If someone knows where or how to get that data, please make a comment or send a link.



Tuesday, August 5, 2014

Oklahoma Earthquakes and their correlation to Injection Wells

Correlating Oklahoma Earthquakes and Injection Wells


I got interested in the correlation of earthquakes to injection wells when, after hearing a report on the radio, I went to a favorite data source, Wolfram Alpha, and entered "Oklahoma Earthquakes 2004 to 2014." The sharp increase in the frequency of earthquakes recent years was striking. Below is my version of the  data.


Hypothesis: Earthquake locations and timing are correlated to injections wells.

Conclusions: The data below will show qualitatively that the correlations appear to be quite strong.
(Of course correlation does not necessarily prove causation).

Background Info

A collection of background a reference material I've found.
Here is an informative presentation on Injection Wells by an engineer at the Chesapeake Corp.
Real time tracking from Tulsa World.
Instructive video on fracking technology.
Here's a good video of a scientist at the USGS talking about her study.

Data sources

Well data

For injection wells apparently the Oklahoma Corporation Commission is in charge of permitting. Fracking is excluded from regulation as part of the 2005 Energy Policy Act.

I got the data from a Google Fusion Table available here.
Below is a heat map of the OK injection well data.



Earthquake data

Earthquake data is available from the USGS here.
To retrieve data I used the coordinates North 37, South 33.6, East 265.6, West 257. Later in my analysis I restricted data points to be within Oklahoma State borders

I searched back to 1970 and generally used data from Magnitude 2 or greater. This data is plotted  in the intro.

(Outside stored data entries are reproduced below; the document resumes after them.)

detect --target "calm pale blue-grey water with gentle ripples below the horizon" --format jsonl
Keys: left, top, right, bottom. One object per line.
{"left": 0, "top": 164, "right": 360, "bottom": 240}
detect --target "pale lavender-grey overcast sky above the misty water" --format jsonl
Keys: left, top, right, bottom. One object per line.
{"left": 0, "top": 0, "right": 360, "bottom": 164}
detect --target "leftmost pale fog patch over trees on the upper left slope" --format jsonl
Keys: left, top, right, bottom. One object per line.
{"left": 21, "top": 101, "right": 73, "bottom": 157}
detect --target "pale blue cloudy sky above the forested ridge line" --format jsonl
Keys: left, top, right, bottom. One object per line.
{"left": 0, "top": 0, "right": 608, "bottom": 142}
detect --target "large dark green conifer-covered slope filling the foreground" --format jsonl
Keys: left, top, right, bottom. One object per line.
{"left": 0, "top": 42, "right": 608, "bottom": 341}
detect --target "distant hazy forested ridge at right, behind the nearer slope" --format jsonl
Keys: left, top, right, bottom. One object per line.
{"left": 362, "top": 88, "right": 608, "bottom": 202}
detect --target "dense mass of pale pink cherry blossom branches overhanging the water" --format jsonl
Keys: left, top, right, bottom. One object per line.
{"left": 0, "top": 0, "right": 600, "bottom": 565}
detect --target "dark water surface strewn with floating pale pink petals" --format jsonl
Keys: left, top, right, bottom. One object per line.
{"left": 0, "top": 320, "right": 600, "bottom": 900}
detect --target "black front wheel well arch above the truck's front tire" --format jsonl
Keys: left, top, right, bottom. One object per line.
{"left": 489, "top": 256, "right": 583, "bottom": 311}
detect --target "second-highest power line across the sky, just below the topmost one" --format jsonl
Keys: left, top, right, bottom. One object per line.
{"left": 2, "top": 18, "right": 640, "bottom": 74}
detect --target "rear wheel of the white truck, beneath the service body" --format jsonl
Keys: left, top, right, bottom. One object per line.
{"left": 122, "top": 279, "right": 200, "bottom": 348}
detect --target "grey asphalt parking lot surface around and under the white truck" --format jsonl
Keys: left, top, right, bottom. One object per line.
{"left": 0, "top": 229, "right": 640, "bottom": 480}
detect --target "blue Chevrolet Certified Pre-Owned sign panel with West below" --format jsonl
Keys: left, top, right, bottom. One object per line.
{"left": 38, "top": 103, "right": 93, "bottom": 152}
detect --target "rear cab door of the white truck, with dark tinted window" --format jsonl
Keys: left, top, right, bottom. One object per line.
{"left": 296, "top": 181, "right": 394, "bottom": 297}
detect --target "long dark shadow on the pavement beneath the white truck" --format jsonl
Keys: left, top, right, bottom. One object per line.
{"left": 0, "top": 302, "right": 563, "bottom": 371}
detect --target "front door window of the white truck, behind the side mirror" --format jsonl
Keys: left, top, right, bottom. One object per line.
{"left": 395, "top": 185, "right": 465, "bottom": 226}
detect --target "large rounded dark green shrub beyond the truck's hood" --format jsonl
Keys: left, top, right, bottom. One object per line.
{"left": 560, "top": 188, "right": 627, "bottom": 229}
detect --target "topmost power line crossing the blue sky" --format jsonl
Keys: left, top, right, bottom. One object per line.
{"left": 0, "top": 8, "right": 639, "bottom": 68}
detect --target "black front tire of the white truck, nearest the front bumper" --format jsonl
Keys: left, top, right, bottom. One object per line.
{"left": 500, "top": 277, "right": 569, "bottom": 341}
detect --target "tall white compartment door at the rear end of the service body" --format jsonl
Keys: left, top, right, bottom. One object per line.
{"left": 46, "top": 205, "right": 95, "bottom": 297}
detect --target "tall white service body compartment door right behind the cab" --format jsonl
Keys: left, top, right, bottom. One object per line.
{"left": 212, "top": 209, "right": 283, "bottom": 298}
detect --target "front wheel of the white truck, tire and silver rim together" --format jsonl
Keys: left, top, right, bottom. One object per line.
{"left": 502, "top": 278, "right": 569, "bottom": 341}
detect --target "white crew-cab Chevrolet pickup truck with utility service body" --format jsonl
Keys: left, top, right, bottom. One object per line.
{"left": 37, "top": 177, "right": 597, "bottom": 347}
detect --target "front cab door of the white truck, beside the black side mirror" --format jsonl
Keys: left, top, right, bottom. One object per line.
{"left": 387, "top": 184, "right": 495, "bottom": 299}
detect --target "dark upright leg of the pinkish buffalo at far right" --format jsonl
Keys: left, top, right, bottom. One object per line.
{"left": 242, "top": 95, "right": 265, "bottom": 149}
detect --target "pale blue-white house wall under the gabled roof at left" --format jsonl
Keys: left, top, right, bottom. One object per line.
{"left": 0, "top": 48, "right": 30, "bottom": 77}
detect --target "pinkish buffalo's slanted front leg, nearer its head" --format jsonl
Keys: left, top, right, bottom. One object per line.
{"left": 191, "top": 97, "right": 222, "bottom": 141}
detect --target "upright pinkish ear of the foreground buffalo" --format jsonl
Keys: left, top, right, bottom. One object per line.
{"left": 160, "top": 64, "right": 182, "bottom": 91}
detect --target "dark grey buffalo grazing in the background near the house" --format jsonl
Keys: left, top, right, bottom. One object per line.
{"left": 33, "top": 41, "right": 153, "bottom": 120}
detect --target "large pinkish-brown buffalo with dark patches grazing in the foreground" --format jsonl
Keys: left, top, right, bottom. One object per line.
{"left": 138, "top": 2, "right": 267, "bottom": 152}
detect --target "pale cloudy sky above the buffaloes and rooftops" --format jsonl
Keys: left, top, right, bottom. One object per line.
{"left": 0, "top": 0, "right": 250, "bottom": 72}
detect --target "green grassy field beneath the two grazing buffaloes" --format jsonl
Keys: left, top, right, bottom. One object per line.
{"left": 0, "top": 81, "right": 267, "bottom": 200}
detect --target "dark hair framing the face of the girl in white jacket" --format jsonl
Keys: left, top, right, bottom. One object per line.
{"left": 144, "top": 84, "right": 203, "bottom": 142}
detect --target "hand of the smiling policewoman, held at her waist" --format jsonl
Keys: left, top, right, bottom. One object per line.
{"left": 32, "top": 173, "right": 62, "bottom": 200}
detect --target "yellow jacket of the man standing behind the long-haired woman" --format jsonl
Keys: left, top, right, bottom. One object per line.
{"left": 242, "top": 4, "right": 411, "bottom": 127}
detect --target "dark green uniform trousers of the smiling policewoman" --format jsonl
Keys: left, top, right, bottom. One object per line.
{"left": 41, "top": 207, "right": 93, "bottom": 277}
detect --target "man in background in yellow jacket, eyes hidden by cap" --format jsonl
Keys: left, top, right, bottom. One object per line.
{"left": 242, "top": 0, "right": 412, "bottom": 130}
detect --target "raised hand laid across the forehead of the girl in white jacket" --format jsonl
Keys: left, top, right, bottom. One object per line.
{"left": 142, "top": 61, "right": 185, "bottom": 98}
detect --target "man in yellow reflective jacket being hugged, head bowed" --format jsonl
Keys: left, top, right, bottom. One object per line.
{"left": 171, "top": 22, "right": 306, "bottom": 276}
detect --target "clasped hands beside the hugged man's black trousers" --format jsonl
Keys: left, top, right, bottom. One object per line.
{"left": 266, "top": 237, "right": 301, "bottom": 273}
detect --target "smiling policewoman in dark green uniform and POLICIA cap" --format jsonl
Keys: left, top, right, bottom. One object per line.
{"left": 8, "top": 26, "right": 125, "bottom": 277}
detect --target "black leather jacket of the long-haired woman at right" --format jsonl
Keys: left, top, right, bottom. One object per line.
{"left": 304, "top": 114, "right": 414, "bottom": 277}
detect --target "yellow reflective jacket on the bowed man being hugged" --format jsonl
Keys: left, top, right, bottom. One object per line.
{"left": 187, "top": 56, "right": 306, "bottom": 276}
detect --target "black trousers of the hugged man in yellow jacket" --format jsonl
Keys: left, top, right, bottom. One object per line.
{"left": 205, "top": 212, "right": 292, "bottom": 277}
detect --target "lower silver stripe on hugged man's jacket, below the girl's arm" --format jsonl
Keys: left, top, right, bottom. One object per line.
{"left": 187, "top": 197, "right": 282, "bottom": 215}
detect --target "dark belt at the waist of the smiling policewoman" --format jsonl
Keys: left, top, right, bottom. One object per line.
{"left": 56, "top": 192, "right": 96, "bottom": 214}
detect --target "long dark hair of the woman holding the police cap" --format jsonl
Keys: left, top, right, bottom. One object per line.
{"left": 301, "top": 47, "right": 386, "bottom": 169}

Correlation of Quakes and Wells

Time Correlation

The simplest data exploration is to look at cumulative earthquake and drilling permits.
As a proxy for the well date, I use the Last_MIT_Date for the well from the data, assuming the MIT (Mechanical Integrity Test) is done prior to but close to actual use.


The correlation is unarguably strong.

Geographical Correlation

The next thing to look at is whether the locations of earthquakes correlate to the location of heavy drilling activity.


Indeed there seems to be a high degree of correlation here as well. The heaviest concentrations of drilling activity are correlated with the highest density of earthquakes

Putting it together

We can put the time and location data together in the form of a .gif file. Each snapshot of the animation below  represents a time slice of about 6 months. (I intend to add dates to the animation later)


You have to look quick, but on the last time-slice of the gif the earthquake activity really spikes. This is also seen in the graph in the introduction. Cummulative analysis shows that the number of earthquakes between Jan2013 and Jun2014 more than triples the number of quakes in Oklahoma compared to the total number from Jan1970! There seem to be three big swarms, which will be a subject of further investigation.

It's important to note that the current of correlation of earthquakes and drilling, but itself, does not constitute causation. However, I agree with editorial write Wayne Greene that the correlation is strong enough that the drilling and oil exploration companies have some 'splainin' to do. Umbrellas don't cause rain, but if you see a lot of them, you're dang sure it's raining.

Clearly more disclosure of data will help protect business interests.